Jogja, dprd-diy.go.id – Komisi B DPRD DIY mengadakan rapat pembahasan mendalam mengenai permasalahan Badan Usaha Kredit Pedesaan (BUKP) pada Kamis (17/7/2025) di Ruang Komisi B DPRD DIY. Rapat dipimpin oleh Ketua Komisi B, Andriana Wulandari, S.E., M.IP., dan dihadiri oleh anggota Komisi B, bersama perwakilan dari Badan Pengelola Keuangan dan Aset (BPKA) DIY, Lembaga Ombudsman DIY, serta Tunis.
Rapat ini digelar menyusul banyaknya laporan dari masyarakat terkait dugaan penyimpangan pengelolaan dana pada sejumlah BUKP di wilayah DIY. Komisi B memandang penting untuk menggali keterangan langsung dari pihak terkait guna menemukan solusi konkret dan berlandaskan hukum.
Kepala Bidang Pembinaan Administrasi Keuangan Daerah BPKA DIY, Indrawati Utami, menyampaikan bahwa permasalahan BUKP tidak terlepas dari lemahnya struktur dan sistem sejak awal pembentukan.
“Permasalahan ini memang awalnya berasal dari adanya kelemahan internal yang cukup fundamental di lembaga BUKP ini karena BUKP itu didirikan ada 75 BUKP di setiap kapanewon yang kemudian statusnya adalah berdiri sendiri, tidak saling terkait dengan sistem informasi yang tidak terintegrasi,” jelasnya.

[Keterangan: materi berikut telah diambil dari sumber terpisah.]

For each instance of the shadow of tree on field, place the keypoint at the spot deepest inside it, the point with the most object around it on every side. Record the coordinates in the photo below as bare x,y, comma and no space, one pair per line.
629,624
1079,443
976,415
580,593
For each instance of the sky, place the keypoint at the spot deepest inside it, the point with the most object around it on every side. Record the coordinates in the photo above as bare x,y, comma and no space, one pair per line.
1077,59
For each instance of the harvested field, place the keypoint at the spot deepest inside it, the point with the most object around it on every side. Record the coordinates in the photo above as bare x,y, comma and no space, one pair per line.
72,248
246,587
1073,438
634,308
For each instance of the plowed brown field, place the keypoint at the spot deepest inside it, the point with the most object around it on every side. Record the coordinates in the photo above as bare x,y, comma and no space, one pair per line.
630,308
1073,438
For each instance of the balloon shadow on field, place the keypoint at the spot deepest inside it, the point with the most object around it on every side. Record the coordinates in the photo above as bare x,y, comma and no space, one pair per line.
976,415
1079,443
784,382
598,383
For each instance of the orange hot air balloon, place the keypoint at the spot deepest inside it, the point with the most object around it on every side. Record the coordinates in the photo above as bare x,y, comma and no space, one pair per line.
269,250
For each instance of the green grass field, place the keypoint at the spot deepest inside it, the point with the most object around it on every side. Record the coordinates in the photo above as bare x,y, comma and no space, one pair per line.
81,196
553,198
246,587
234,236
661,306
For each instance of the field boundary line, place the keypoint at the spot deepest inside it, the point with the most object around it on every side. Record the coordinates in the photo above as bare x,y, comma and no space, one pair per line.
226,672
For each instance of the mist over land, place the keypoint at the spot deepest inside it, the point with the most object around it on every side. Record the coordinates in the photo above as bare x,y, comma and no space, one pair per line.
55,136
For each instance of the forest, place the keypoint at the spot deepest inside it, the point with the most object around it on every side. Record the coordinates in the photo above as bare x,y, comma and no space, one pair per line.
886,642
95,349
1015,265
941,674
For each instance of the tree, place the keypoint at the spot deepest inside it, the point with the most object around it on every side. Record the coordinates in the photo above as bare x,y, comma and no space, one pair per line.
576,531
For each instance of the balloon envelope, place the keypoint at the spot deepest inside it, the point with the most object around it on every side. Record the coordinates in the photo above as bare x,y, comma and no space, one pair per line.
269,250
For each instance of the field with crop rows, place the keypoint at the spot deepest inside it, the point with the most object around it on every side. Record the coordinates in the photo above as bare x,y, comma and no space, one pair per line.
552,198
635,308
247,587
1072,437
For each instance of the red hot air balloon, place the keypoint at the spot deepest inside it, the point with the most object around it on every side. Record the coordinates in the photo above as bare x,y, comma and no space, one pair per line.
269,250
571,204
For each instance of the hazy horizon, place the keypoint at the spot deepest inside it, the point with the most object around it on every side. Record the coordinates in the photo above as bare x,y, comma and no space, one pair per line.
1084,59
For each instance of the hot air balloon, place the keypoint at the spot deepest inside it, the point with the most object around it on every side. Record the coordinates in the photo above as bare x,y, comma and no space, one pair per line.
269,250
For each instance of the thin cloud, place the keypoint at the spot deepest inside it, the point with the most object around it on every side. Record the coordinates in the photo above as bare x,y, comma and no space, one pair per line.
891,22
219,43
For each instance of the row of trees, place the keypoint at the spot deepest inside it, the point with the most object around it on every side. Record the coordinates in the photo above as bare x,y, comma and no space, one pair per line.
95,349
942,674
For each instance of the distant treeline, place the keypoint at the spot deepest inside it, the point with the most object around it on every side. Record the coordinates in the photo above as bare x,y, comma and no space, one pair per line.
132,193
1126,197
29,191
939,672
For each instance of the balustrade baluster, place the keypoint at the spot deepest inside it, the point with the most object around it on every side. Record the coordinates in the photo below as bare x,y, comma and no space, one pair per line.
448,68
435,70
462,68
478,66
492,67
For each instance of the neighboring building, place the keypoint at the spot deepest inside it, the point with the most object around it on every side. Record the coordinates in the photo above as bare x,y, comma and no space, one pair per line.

Ia menegaskan bahwa pengembalian dana masyarakat hanya dapat dilakukan apabila terdapat dasar hukum yang sah dan tercatat dalam sistem.
“Jadi kenapa ini harus melalui proses gugatan? Karena ketika ada keputusan pengadilan, ini menjadi dasar yang sangat kuat APBD untuk mengalokasikan pembayaran ini,” ungkap Indrawati.
Ketua Lembaga Ombudsman DIY, Mochammad Sidiq Fathoni, menanggapi pandangan tersebut dengan menegaskan bahwa kehadiran lembaganya tidak untuk menyudutkan instansi pemerintah, melainkan mendampingi proses penyelesaian secara konstruktif.
“Kami tegaskan bahwa kehadiran kami itu dalam rangka membersamai Bapak-Ibu yang ada di UBD. Tidak ada konteksnya kemudian kami kontraproduktif dengan Bapak-Ibu UBD. Jadi tidak usah khawatir bahwa kami itu akan menyampaikan bahasa yang mendiskreditkan BPKA, tidak ada seperti itu justru kami ikut membantu mengurai ketika ada masalah,” Sidiq menegaskan.
Ia juga menyampaikan harapan agar kasus ini tidak hanya selesai di permukaan, tetapi menjadi pemicu perbaikan kebijakan dan kelembagaan BUKP secara menyeluruh.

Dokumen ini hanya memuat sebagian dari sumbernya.